J’ai scruté l’homme qui m’a alors lancé un regard perçant, tout à fait à l’opposé de l’air sympa qu’il affichait devant Maman. Ses yeux signifiaient « Je sais exactement ce que tu manigances, Émilie Frinch ». Il m’a tellement troublée que j’en ai perdu tous mes moyens et j’ai laissé tomber par terre le plateau en métal que je voulais rentrer dans le four. Maman a réalisé que j’étais impressionnée et elle s’est aussitôt baissée pour ramasser la pizza surgelée dure comme du bois et son récipient. Le sourire du commissaire adjoint s’est effacé et j’ai bien compris qu’il jouait la comédie et ne pouvait pas me voir en peinture. Il s’est tourné vers Maman avant de reprendre son attitude charmeuse :
— Vous voulez que je vous aide à vous relever ? lui a-t-il demandé d’une voix se voulant rassurante mais hypocrite.
— Non, merci, a répondu l’intéressée en se redressant d’un bond souple.

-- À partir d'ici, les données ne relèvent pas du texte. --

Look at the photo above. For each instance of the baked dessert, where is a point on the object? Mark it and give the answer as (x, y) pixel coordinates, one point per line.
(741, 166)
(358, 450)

Émilie, est-ce que tu sais des choses à propos de la disparition de Perrine ? Il y a une enquête, alors autant te confier à Léonard… Enfin, le commissaire adjoint… Les ados sont si cachottiers, peut-être qu’elle t’a signalé quelque chose ?
J’ai dévisagé un instant le commissaire adjoint. Évidemment, il attendait avec impatience que je mâche son travail. J’aurais très bien pu le surprendre en lui avouant que je l’avais vu vendredi soir dans la cage d’escalier avec un chiffon et une bouteille d’alcool ménager en train de monter à l’étage. Mais je n’étais pas aussi naïve.
— Je… Je ne sais rien, ai-je balbutié pour me débarrasser de cet interrogatoire. La pauvre… Pauvre Perrine…
J’ai observé Léonard et son visage devenu rayonnant, presque bienveillant, et j’ai commencé à me demander si j’avais des hallucinations. J’aurais pu lui parler du père de Perrine qui avait viré Alban Zbornak de chez lui d’un coup de pompe, mais il savait sans doute déjà cela.
— Si tu entends parler de quelque chose, n’hésite pas à venir me le rapporter, a-t-il répété, avant de se tourner vers Maman et de lui adresser un nouveau sourire. Je crois que nous aurons très vite l’occasion de nous revoir…
Je n’ai pas tout de suite mesuré ce que cela signifiait et lorsqu’il est parti, Maman est revenue vers moi, les yeux brillants de mille feux. Elle en tenait enfin un :
— Alors qu’est-ce que tu en penses ? Séduisant, n’est-ce pas ? Il est divorcé, lui aussi…
J’allais lui répondre qu’il ne m’inspirait pas confiance, que j’étais persuadée de l’avoir vu sortir de chez Madame Abramovici vendredi soir quelques heures avant sa mort.
— Ce n’est pas mon style, ai-je répondu à Maman, comme pour lui rappeler que j’étais en âge de sortir avec un garçon.
— Je l’ai invité à dîner demain soir, a-t-elle poursuivi, comme si elle ne m’entendait pas. Je ferai quelque chose de simple à dîner. Tu verras, Émilie, tu l’apprécieras. Il est véritablement adorable. J’ai un bon feeling pour lui.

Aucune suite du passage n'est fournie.